Pick your Prometheus datasource.
Save.

Provisioned (production)

Mount deploy/grafana/ into the Grafana container and provision a file-based dashboard provider. A complete example sits in deploy/grafana/README.md. Grafana picks up changes within updateIntervalSeconds of a JSON edit, so the dashboards become a normal infra-as-code artefact.

For the Kubernetes Grafana Helm chart, drop the JSONs into a ConfigMap and point dashboardsConfigMaps at it.

Prometheus scrape config

Brain (default port 7700, fail-secure metrics auth):

scrape_configs:
  - job_name: z4j-brain
    metrics_path: /metrics
    static_configs:
      - targets: ["brain.internal:7700"]
    authorization:
      type: Bearer
      credentials: "<Z4J_METRICS_AUTH_TOKEN>"

Z4J_METRICS_AUTH_TOKEN is auto-minted on first boot and persisted to $Z4J_HOME/secret.env.
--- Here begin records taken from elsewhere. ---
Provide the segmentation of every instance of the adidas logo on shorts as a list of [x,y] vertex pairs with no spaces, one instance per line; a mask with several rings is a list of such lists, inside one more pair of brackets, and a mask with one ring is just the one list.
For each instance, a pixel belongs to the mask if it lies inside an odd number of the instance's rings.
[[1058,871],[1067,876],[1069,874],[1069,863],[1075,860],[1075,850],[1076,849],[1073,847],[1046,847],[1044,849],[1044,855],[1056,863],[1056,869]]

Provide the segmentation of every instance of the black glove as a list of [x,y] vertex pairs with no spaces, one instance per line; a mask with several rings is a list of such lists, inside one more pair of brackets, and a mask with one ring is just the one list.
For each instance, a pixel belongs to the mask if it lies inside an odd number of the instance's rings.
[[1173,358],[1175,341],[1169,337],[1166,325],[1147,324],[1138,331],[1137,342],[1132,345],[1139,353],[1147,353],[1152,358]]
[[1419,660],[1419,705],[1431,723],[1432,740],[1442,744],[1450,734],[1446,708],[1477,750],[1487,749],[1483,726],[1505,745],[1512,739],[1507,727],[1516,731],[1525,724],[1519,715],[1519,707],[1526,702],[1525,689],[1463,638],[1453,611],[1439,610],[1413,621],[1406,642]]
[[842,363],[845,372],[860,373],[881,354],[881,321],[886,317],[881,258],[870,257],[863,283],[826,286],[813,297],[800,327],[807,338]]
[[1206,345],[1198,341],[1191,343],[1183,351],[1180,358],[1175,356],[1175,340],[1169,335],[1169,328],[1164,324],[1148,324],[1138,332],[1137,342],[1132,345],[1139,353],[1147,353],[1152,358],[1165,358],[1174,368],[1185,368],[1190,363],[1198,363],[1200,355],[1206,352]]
On trusted-LAN deployments you can flip Z4J_METRICS_PUBLIC=true and drop the authorization block; the brain logs a loud WARNING at startup naming the risk.

Scheduler companion (only if z4j-scheduler is deployed):

  - job_name: z4j-scheduler
    metrics_path: /metrics
    static_configs:
      - targets: ["scheduler.internal:9100"]

Why five and not one

Five small dashboards over one mega-dashboard is deliberate:

Each dashboard fits a single screen at 1080p without horizontal scroll.
The split matches the operator’s natural drill path: overview, then per-area (tasks / agents / notifications), then per-row (the top-N panels link the operator to the exact task name or channel that is misbehaving).
You can permission them independently in Grafana folders — the on-call team often does not need write access to the scheduler dashboard, for example.

Suggested alerts

A full table sits in deploy/grafana/README.md with starter thresholds for:

zero agents online
DB pool saturated
sustained Postgres deadlocks
a self-watch background task failing (audit retention, WAL checkpoint, etc.)
task failure rate above 5%
late command results (timeout-sweeper mistune)
notification channel failing above 10%
swallowed-exception spike by module
brain not reporting metrics at all (catch-all liveness)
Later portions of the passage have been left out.